Rivers acknowledged that with about 30 games to go in the regular season, the Celtics made a conscious decision to focus on staying healthy. That meant scaling back minutes and resting players in situations in which they'd typically be on the floor.
That made for a bumpy ride down the stretch, but the Celtics were in peak health when the playoffs started, which Rivers noted numerous times was far more important than a higher seeding.
The Celtics have posted a 9-3 mark since the playoffs began, winning four in a row since a lopsided Game 3 defeat to Cleveland at the TD Garden threatened their season 10 days ago.
What's more, Boston is playing an inspired brand of ball. Its defense -- ultra-physical and unapologetic -- rivals the 2008 championship squad at times, while the offense is displaying more balance than most tightrope walkers. A bench shortened to the barest of bones is providing key contributions on the biggest of stages after being frustratingly inconsistent all season.
Who could have possibly seen this coming? Rivers did. And during Monday's workout, players heaped much of the praise on him for never letting players take their eyes off the ultimate prize.
"Doc Rivers is everything, he's the glue that keeps us all together, the captain of our ship," said Kevin Garnett, who seemed more stung than any other player after the brutal booing the team received that April night against Washington.
"We listen to [Rivers], follow his direction. We believe in him 100 percent. … He hasn't proven us wrong yet. He's a true soul, who speaks his mind. That's what you want from your coach. You want your coach to be brutally honest, among each other, and follow that lead."
On numerous occasions this season, Rivers asked Garnett to shut it down, even if just for a practice session, to keep him fine-tuned for when games mattered most. Garnett joked that he lives on the "planet of Doc Rivers" and obliged.
On a team hardly short on opinions, everyone defers to Rivers in the end.
"I call him an arbitrator," joked Celtics captain Paul Pierce. "He keeps things in line. We go to him when we need him. He's a great coach for this team full of strong personalities. He's able to manage them. He knows when to go hard on us, he knows when to ease back. It's the perfect complement, especially when you have so many alpha-males in this group."
Rivers shrugs off the words of praise. Asked how he reels all his players back in, he suggested that sometimes the best medicine is to just let them bicker it out.
"Teammates are just like your immediate family, you have squabbles," said Rivers. "For the most part, I try to let them say everything they need to say, so I know what side to take. Then I get in the middle.
"I encourage conversation, even heated. At the end of the day, it's what you truly feel. Then you can move forward."
After that Washington game, Rivers simply expressed how he felt at that time and didn't overreact to a single loss. Maybe he knew all along it would come together like it has.
But even if he didn't, he never let his team feel that way. Rivers always stressed a positive outlook, even when his team gave him no reason to think that way.

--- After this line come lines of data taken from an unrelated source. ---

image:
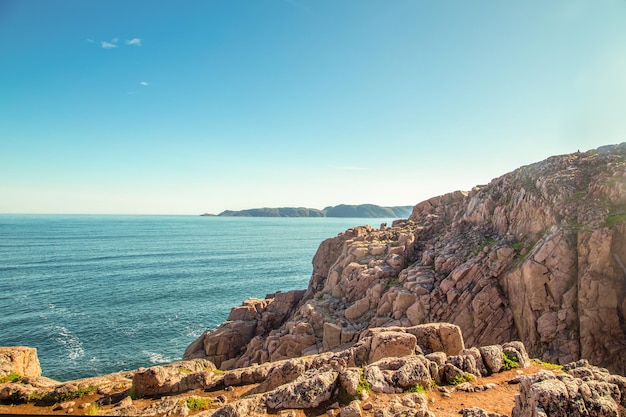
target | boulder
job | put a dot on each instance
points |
(492, 357)
(308, 391)
(173, 378)
(20, 360)
(391, 344)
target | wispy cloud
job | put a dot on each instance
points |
(108, 45)
(351, 168)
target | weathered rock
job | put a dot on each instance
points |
(536, 255)
(414, 371)
(546, 394)
(173, 378)
(284, 373)
(479, 412)
(21, 360)
(391, 344)
(247, 407)
(350, 380)
(492, 357)
(306, 392)
(352, 410)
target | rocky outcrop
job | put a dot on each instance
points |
(583, 391)
(173, 378)
(20, 360)
(536, 255)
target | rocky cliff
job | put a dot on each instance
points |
(536, 255)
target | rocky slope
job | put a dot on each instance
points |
(537, 255)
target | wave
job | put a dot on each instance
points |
(70, 342)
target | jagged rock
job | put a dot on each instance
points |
(536, 255)
(350, 380)
(306, 392)
(16, 393)
(286, 372)
(247, 407)
(518, 352)
(492, 357)
(466, 363)
(352, 410)
(409, 405)
(21, 360)
(415, 370)
(479, 412)
(565, 395)
(391, 344)
(173, 378)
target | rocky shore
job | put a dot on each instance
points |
(400, 319)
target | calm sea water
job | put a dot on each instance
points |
(99, 294)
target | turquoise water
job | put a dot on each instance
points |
(99, 294)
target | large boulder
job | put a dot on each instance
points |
(306, 392)
(173, 378)
(20, 360)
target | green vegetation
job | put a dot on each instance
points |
(461, 379)
(614, 218)
(364, 385)
(62, 395)
(198, 403)
(509, 361)
(418, 388)
(92, 409)
(10, 377)
(546, 365)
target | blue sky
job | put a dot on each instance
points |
(200, 106)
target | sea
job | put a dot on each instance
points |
(97, 294)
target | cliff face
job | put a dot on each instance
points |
(536, 255)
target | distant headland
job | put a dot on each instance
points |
(342, 210)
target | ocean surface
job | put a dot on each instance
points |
(100, 294)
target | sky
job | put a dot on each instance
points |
(187, 107)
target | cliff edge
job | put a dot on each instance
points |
(536, 255)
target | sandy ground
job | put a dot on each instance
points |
(499, 399)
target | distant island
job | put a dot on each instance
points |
(342, 210)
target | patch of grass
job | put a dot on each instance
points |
(509, 361)
(59, 396)
(36, 396)
(461, 379)
(91, 410)
(614, 218)
(198, 403)
(364, 385)
(418, 388)
(391, 282)
(10, 377)
(547, 365)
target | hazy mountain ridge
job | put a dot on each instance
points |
(341, 210)
(536, 255)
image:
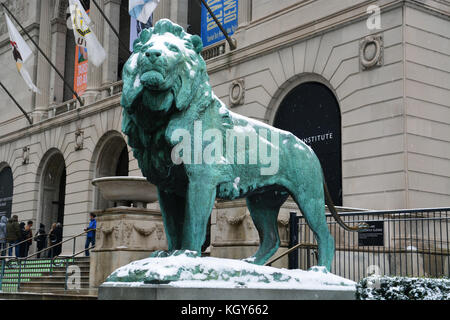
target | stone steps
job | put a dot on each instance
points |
(68, 295)
(38, 283)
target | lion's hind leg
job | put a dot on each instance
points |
(264, 208)
(172, 210)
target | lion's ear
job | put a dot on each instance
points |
(197, 43)
(145, 35)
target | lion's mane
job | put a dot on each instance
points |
(192, 95)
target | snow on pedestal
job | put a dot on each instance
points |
(188, 270)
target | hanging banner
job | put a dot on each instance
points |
(6, 192)
(80, 69)
(136, 27)
(226, 11)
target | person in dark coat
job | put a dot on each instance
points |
(52, 240)
(41, 239)
(90, 236)
(13, 235)
(3, 243)
(28, 235)
(21, 238)
(58, 234)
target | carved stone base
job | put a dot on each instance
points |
(124, 235)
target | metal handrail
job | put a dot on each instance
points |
(16, 244)
(298, 246)
(19, 260)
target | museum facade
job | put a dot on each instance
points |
(370, 93)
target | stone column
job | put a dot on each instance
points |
(111, 42)
(162, 11)
(245, 13)
(43, 68)
(58, 35)
(95, 75)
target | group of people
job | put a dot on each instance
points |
(20, 236)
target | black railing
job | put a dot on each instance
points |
(399, 243)
(43, 265)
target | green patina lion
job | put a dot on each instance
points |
(166, 98)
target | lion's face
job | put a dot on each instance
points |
(163, 68)
(161, 59)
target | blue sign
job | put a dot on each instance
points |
(226, 11)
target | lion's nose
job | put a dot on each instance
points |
(153, 54)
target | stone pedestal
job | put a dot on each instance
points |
(126, 291)
(234, 236)
(124, 234)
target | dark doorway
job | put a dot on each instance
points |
(62, 197)
(312, 113)
(53, 191)
(122, 165)
(6, 191)
(112, 161)
(194, 17)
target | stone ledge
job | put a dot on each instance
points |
(166, 292)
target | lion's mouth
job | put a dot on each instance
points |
(152, 79)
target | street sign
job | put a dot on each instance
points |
(373, 236)
(226, 12)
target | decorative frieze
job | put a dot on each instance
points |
(371, 52)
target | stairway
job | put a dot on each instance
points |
(39, 281)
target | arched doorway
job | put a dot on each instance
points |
(53, 190)
(311, 112)
(6, 191)
(112, 160)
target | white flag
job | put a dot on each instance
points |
(141, 10)
(21, 53)
(84, 37)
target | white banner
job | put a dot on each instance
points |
(84, 37)
(21, 53)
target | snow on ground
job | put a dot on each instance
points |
(207, 272)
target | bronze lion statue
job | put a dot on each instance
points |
(178, 131)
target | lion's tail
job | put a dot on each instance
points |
(335, 215)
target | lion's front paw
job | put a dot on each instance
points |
(251, 260)
(187, 253)
(159, 254)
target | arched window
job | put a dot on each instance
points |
(110, 160)
(6, 191)
(53, 189)
(312, 113)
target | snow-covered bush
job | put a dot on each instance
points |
(402, 288)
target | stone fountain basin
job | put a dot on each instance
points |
(135, 189)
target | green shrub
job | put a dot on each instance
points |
(402, 288)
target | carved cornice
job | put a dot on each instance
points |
(306, 31)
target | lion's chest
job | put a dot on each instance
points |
(158, 166)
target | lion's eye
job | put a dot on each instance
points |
(173, 48)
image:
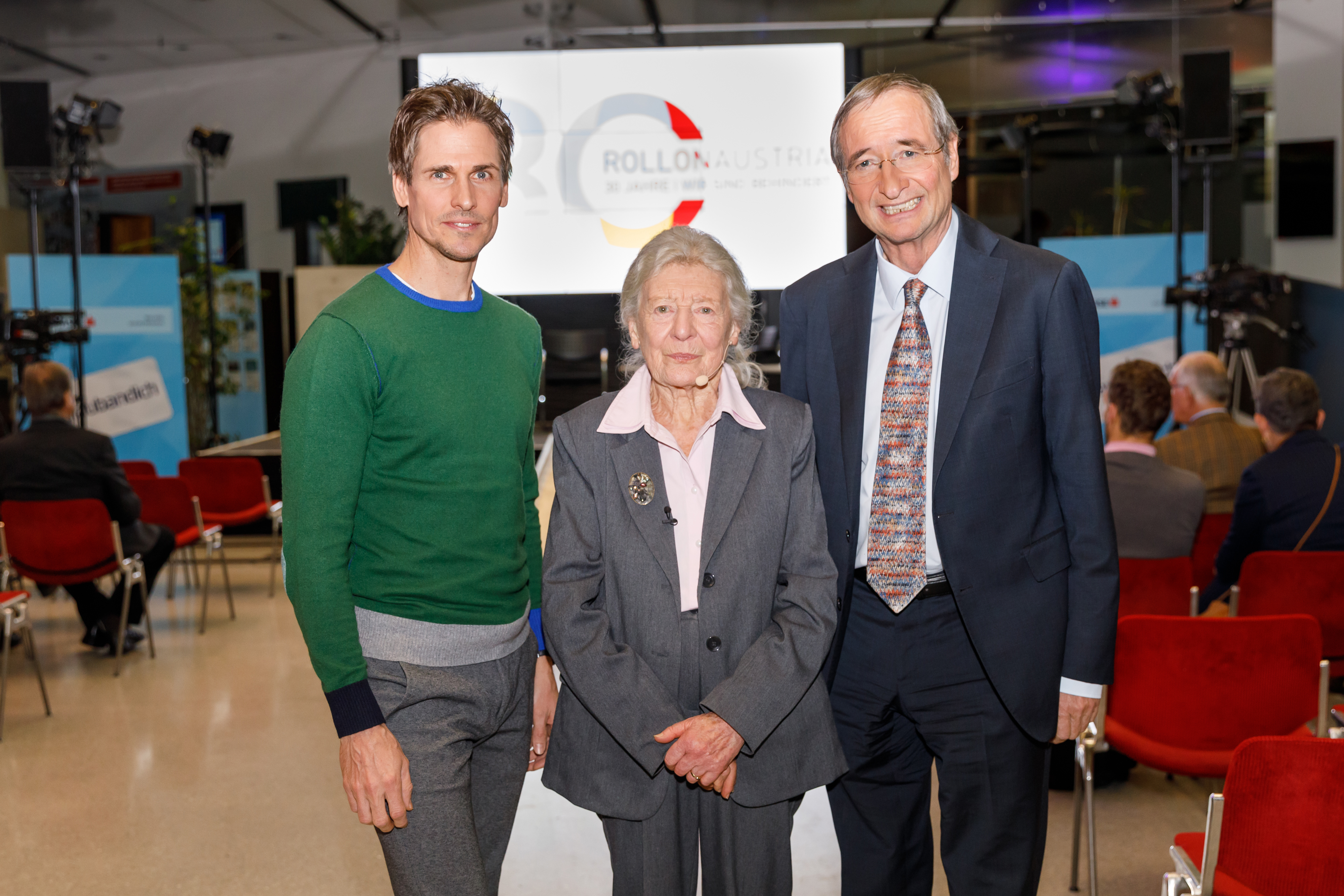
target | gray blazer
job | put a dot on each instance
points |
(1158, 507)
(611, 608)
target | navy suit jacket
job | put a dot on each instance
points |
(1279, 498)
(1022, 511)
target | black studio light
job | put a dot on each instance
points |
(214, 143)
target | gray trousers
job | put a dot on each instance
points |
(744, 852)
(467, 733)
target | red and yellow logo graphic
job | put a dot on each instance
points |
(682, 164)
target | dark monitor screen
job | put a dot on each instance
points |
(1306, 195)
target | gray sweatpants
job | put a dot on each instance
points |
(467, 733)
(741, 851)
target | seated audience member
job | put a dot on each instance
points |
(54, 460)
(1157, 507)
(1288, 500)
(1213, 445)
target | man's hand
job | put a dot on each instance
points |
(545, 695)
(377, 777)
(1076, 714)
(705, 748)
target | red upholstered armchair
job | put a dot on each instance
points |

The Celtics have already exceeded expectations by advancing to the conference finals. They could lose the next four games and it'll be hard to complain about what they accomplished in the postseason.
But in the past month, the Celtics have proved exactly who they are, and it's not the team we saw on April 9. All that is forgotten. Now these Celtics are trying to give us something to remember them by.